Die "Ehe für alle" ist nur noch eine Frage der Zeit
Noch mauert die CDU/CSU. Aber der Wandel der Anschauungen und das Bundesverfassungsgericht werden die Gleichstellung der „Homo-Ehe“ erzwingen.
Der irische Volksentscheid mit dem Ja zur gleichgeschlechtlichen Ehe hat die Diskussion um die „Homo-Ehe“ neu beflügelt. Grüne und Linke dringen, ermutigt von der kulturellen Revolution in einem katholischen Land und der Mehrheitsmeinung hierzulande, auf die vollständige Gleichstellung der Lebenspartnerschaften von Schwulen und Lesben mit dem Rechtsinstitut der Ehe.
Die mitregierende SPD ist auch dafür, hält sich aber an die Vereinbarung mit CDU und CSU, die einen schrittweisen Abbau der rechtlichen Schlechterstellung von „Homo-Ehen“ vorsieht. Die Union mauert, verschanzt sich hinter dem Koalitionsvertrag und präsentiert sich als letztes Bollwerk gegen die Gleichbehandlung.
Wenn Angela Merkel – wonach es nicht aussieht – CDU und CSU keinen Kursschwenk verordnet und sich damit von einer weiteren klassischen konservativen Position verabschiedet, dann wird es die „Ehe für alle“ nicht geben. Jedenfalls nicht bis 2017.
Und danach? Dann ist es nur noch eine Frage der Zeit. Sogar dann, wenn die Union das Kanzleramt verteidigen sollte. Nicht so sehr wegen der Mehrheiten in Bundestag und Bundesrat. Sondern vor allem wegen des Wandels der Anschauungen in der Gesellschaft, die das Thema überwiegend weit entspannter und toleranter sieht, als die Hüter der Tradition vermuten.
Die Union wird ihren Widerstand irgendwann aufgeben
Vor 20 Jahren war die Gesellschaft noch fest auf die traditionelle Familie gegründet. Andere Lebensformen und die Homosexualität galten als Abweichung vom richtigen, normalen Weg, wurden vielfach diskriminiert. Das ist vorbei. Wenn Politik tatsächlich mit der Betrachtung der Wirklichkeit beginnt, dann wird die Union ihren Widerstand über kurz oder lang aufgeben – auch auf das Risiko hin, christlich geprägte Stammwähler zu verprellen.
Die katholische Kirche, die Homosexualität lange als Sünde und Schuld gebrandmarkt hat und sich nun um eine offenere, Menschen nicht verurteilende Sicht bemüht, mag sich weiter gegen die in den meisten Staaten Europas bereits vollzogene Gleichstellung stemmen.
Die Volkspartei CDU/CSU kann das nicht, wenn sie auf der Höhe der Zeit bleiben will.
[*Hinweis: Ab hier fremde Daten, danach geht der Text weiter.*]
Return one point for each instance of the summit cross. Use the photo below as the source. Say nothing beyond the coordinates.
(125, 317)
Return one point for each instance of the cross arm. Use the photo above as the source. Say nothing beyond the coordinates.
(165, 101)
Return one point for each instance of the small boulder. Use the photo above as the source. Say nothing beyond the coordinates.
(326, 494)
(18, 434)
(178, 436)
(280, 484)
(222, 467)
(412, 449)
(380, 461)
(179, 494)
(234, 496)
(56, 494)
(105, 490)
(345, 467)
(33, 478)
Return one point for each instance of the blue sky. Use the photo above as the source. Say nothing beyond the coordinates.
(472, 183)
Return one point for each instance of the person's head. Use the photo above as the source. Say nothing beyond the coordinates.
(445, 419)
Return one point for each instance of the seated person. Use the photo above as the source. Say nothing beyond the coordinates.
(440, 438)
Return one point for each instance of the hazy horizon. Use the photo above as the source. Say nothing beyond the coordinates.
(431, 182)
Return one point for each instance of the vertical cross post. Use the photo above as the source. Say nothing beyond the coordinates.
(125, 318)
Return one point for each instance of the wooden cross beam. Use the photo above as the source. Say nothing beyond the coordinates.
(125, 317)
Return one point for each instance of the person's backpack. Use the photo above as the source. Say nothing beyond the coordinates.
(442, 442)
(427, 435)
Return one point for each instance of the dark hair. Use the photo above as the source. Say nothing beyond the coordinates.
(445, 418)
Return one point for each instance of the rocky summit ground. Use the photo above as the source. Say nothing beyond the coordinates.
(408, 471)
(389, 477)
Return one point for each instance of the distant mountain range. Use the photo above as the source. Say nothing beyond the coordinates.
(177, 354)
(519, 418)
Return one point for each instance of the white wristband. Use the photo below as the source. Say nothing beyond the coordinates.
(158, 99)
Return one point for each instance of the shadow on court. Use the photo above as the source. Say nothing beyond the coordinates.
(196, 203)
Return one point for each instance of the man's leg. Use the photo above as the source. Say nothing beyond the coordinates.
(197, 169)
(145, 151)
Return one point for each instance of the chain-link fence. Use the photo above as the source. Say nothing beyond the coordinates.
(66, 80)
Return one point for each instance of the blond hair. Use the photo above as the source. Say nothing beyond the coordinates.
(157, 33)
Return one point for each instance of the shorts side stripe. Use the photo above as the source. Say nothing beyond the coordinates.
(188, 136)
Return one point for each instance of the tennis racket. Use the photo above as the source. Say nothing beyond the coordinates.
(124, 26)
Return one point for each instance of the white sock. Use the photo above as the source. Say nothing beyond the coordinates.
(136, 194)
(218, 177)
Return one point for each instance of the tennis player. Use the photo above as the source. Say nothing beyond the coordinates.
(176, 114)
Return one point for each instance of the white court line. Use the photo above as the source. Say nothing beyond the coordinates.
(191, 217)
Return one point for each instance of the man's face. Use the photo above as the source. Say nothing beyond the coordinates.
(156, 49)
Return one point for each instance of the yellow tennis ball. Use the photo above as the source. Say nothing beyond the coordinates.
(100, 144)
Also wird sie den letzten dazu erforderlichen Schritt, das gemeinsame Adoptionsrecht für schwule und lesbische Paare, irgendwann mitgehen – und sei es auf Druck des Bundesverfassungsgerichts, das den Prozess der Gleichstellung (etwa im Steuer- und Erbrecht) im Namen der Gleichberechtigung vorantreibt.
"Ehe für alle" bringt keinen Nachteil für die traditionelle Ehe
Ehe und Familie stehen unter dem besonderen Schutz des Staates, weil Kinder – zu deren Zeugung es bekanntlich eines Vaters und einer Mutter bedarf – die Zukunft der Gesellschaft sichern. Aber die Ehe ist, worauf Karlsruhe bereits hingewiesen hat, nicht unumstößlich als Verbindung von Mann und Frau definiert. Die Ausgestaltung des Instituts Ehe ist also dem Gesetzgeber überlassen – und zwar im Lichte gesellschaftlichen Wandels. Damit hat Karlsruhe die Tür zur Gleichstellung der „Homo-Ehe“ bereits weit aufgestoßen, zumal damit ja keine Nachteile für die Ehe von Frau und Mann einhergehen.
Recht und Anpassung an die Zeitläufte sind das eine, Emotionen und traditionelle Überzeugungen das andere. Der Widerstand gegen die Homo-Ehe, in der ja ebenfalls Menschen füreinander einstehen, hat weniger mit Ressentiments als vielmehr mit der Sorge vor einem allgemeinen Werteverfall und einer Auflösung der klassischen Familie zu tun.
Die Politik ist gut beraten, diese Ängste ernst zu nehmen und nicht – wie es geschieht – einfach als „homophob“ abzutun. Und wer, wenn nicht die Union, ist in der Lage, diesem Unbehagen mit rationalen Argumenten zu begegnen und den Modernisierungsprozess aktiv zu begleiten?